Солнце, видимо, рассеяло туман и стало пригревать, потому что мерзлые оконные стекла начали оттаивать сверху. На подоконниках уже накопились озерки прозрачной талой воды. В этих озерках плавали узкие тряпочки, концы которых спускались с подоконников в подвешанные снизу бутылки. По тряпочкам в бутылки с тихим звоном скапывала натаявшая вода. Капельки капали так же равномерно, как секунды.
— Ну хорошо, — проговорил после минутного молчания Смирнов. — Ладно, Захар Захарыч, с заметкой подождем. Но... знаешь, почему я так подробно расспрашиваю тебя про Курганова и Морозова?
— Не знаю. Я думал — так, случайно зашла беседа.
— Видишь ли... В последнее время по всей области зашевелились сектанты. И у нас в районе есть уже случаи с пятидесятниками, иеговистами...
Захар сдвинул вопросительно брови.
— А жена-то Морозова... да и жена Фрола, говорят, похаживают в молитвенный дом, — продолжал Смирнов. — Вот я невольно и подумал: а только ли жены? Может, и мужья...
— Час от часу не легче! Да ты что?! — воскликнул Большаков.
— А что же? Вон Уваров твой...
История с пожилым колхозником из ручьевской бригады Исидором Уваровым произошла недавно. Недели две назад его вызвали в военкомат, чтобы уточнить и записать в учетные воинские документы все данные о составе семьи. Порог военкомата он перешагнул робко, осторожно присел у стола. А потом вдруг выхватил из рук работника военкомата все учетные документы, изорвал их в клочья, бросил на пол, принялся топтать, выкрикивая:
— Не буду больше оружия брать в руки! Грех убивать себе подобных! Не буду, не буду... Мне времени не хватит прошлые грехи замолить.

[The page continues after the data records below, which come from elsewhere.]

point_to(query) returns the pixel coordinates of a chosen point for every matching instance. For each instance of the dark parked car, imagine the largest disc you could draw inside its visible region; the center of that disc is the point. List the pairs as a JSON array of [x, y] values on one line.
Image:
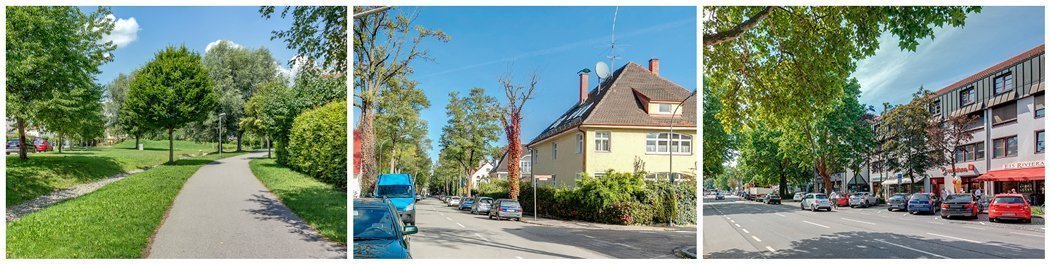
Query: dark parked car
[[898, 202], [960, 204], [378, 231]]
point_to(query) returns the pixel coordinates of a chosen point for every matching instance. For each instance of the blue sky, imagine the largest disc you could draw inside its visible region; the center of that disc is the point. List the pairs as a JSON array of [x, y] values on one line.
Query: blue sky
[[143, 31], [555, 42], [992, 36]]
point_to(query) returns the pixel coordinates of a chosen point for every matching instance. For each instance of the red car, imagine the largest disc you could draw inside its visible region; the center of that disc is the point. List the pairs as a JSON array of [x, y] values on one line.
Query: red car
[[1011, 206], [839, 199]]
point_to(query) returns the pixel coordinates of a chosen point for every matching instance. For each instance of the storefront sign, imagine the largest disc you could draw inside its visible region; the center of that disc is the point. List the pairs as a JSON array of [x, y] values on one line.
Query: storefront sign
[[1023, 164]]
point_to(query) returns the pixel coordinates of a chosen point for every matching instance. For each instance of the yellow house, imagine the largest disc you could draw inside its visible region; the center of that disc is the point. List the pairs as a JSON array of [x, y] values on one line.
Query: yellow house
[[634, 121]]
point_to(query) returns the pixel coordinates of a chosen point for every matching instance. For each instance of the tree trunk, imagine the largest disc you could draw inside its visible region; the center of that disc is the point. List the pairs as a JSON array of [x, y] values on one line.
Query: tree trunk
[[21, 139], [171, 145], [369, 168]]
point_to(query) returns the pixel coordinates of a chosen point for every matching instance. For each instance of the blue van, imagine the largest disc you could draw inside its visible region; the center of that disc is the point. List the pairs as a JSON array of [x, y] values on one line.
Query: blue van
[[401, 191]]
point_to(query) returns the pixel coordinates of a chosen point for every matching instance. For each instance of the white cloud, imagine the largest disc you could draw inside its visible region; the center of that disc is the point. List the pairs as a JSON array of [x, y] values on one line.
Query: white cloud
[[125, 31], [214, 43]]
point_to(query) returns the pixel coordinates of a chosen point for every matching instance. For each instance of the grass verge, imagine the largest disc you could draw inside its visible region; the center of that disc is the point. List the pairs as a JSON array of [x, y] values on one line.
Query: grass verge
[[321, 205], [44, 173], [113, 222]]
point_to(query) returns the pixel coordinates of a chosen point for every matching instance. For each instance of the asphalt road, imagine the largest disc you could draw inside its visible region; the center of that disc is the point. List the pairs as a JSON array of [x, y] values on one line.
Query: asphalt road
[[224, 211], [445, 232], [740, 229]]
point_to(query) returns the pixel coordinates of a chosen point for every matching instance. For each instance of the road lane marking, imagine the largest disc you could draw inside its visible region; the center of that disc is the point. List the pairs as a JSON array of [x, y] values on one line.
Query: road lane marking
[[812, 223], [949, 237], [858, 221], [1022, 234], [912, 249]]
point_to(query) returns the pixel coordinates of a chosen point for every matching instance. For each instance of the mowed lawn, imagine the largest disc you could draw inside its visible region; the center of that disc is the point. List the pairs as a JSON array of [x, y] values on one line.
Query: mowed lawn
[[113, 222], [48, 171], [321, 205]]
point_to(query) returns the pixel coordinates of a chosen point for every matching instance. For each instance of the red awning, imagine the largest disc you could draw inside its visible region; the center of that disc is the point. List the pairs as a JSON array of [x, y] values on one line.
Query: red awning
[[1031, 174]]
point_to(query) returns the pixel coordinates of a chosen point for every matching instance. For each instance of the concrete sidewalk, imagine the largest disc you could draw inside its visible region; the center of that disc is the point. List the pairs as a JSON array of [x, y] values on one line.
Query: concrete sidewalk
[[224, 211]]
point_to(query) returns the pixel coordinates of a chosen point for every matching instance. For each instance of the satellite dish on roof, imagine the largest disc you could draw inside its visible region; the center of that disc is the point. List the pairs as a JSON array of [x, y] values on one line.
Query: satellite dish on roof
[[602, 69]]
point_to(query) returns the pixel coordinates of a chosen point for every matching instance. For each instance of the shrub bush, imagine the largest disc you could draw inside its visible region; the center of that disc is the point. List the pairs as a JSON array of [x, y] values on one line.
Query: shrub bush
[[317, 144]]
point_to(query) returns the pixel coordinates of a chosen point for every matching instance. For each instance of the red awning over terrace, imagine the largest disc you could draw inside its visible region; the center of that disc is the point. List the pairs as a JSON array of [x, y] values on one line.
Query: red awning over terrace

Большая семья Уваровых жила на краю Ручьевки тремя домами. Глава рода, старик Евдоким, своего хозяйства не имел и жил по очереди то у одного, то у другого, то у третьего сына. На каждой уваровской усадьбе свирепые псы, в каждом доме коптилки, хотя в селе есть электричество, у каждого Уварова куча грязных, оборванных, испуганных, как зверьки, детей.

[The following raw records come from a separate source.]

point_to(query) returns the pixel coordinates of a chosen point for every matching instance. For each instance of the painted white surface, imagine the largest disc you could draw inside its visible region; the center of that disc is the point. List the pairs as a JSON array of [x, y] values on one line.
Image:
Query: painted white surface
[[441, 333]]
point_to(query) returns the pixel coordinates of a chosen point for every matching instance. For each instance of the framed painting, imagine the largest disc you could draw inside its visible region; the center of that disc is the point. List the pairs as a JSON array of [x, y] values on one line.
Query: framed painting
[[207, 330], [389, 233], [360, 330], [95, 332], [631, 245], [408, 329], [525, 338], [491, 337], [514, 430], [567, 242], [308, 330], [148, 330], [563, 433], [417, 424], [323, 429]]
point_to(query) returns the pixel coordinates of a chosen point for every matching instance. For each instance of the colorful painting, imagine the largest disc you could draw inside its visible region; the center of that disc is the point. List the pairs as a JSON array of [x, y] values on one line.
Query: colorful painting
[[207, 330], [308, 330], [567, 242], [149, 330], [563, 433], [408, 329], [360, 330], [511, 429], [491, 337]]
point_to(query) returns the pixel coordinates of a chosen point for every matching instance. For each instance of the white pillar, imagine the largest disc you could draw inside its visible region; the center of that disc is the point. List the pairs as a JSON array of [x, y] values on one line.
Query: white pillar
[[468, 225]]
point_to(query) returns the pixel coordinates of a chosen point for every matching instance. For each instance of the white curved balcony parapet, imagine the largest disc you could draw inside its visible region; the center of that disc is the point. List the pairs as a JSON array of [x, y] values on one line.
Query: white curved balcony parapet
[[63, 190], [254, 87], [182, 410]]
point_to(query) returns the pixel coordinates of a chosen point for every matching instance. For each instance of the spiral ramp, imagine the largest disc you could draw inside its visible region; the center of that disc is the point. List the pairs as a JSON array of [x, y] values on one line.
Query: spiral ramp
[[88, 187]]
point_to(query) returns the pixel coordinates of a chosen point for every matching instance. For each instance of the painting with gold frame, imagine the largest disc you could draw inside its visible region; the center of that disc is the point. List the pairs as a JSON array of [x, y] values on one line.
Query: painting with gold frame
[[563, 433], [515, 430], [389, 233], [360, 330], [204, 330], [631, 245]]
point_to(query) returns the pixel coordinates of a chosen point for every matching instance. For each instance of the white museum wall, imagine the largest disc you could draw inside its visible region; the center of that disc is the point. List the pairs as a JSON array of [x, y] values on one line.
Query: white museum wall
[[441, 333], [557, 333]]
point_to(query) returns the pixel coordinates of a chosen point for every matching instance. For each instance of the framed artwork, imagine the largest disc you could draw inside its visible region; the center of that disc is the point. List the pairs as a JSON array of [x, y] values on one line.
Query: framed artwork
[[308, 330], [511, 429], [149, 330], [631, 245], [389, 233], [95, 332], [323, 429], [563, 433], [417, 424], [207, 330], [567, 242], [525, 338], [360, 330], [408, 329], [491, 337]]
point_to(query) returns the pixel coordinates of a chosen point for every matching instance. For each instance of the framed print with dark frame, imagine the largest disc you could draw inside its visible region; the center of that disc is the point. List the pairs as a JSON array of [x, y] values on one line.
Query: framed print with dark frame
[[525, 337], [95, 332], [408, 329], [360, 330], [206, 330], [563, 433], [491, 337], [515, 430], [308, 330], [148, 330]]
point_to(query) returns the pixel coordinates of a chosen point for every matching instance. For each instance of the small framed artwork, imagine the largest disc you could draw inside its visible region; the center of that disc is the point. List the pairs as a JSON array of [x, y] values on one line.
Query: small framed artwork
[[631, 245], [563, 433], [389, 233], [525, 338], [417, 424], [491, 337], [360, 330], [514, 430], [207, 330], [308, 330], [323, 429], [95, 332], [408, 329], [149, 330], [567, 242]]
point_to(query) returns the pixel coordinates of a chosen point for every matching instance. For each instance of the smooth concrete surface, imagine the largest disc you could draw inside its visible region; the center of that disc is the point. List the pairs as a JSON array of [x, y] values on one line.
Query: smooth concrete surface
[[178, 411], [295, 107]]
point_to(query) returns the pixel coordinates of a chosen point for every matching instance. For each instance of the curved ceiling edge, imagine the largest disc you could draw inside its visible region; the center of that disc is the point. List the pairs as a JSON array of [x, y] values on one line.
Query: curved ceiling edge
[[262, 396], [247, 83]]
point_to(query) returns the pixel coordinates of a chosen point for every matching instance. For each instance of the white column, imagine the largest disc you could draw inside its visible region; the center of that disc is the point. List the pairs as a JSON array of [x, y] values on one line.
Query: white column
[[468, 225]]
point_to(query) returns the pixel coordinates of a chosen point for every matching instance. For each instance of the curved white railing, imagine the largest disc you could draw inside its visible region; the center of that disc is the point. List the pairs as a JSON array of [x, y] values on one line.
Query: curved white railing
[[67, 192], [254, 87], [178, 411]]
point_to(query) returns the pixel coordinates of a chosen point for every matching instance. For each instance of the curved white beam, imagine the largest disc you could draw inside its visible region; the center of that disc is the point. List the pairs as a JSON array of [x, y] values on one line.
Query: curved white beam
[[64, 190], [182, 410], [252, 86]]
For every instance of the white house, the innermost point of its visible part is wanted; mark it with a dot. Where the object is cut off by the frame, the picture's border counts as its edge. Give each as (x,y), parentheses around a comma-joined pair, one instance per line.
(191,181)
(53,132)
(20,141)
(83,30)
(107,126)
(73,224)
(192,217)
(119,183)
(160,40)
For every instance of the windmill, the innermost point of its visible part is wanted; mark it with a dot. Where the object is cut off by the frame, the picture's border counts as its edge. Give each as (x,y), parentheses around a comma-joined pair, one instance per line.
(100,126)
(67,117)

Исидор Уваров когда-то был веселым и общительным человеком, в Отечественную успел достаточно повоевать, домой вернулся старшим лейтенантом. Но теперь был хмур, неразговорчив, любил уединение. Колхозники объясняли это тем, что осенью сорок четвертого года в Светлихе утонул сын Исидора Ленька, семнадцатилетний долговязый парень, неоднократно бегавший в военкомат с просьбами как можно скорее отправить его на фронт. Старик Евдоким поднял тогда шум на весь район. Леньку искали в Светлихе несколько дней, но так и не нашли.
Исидору все сочувствовали — шутка ли, так нелепо и бессмысленно потерять сына, первенца... Но ожидали, что пройдет время, горе притупится и Уваров отмякнет.
Однако время шло, а Исидор становился все замкнутее. Да и весь уваровский род с каждым годом становился все нелюдимее. Сперва одну, потом другую, наконец и третью усадьбу они огородили глухими заборами. За толстыми воротами забрякали цепями свирепые псы. И вот недавно...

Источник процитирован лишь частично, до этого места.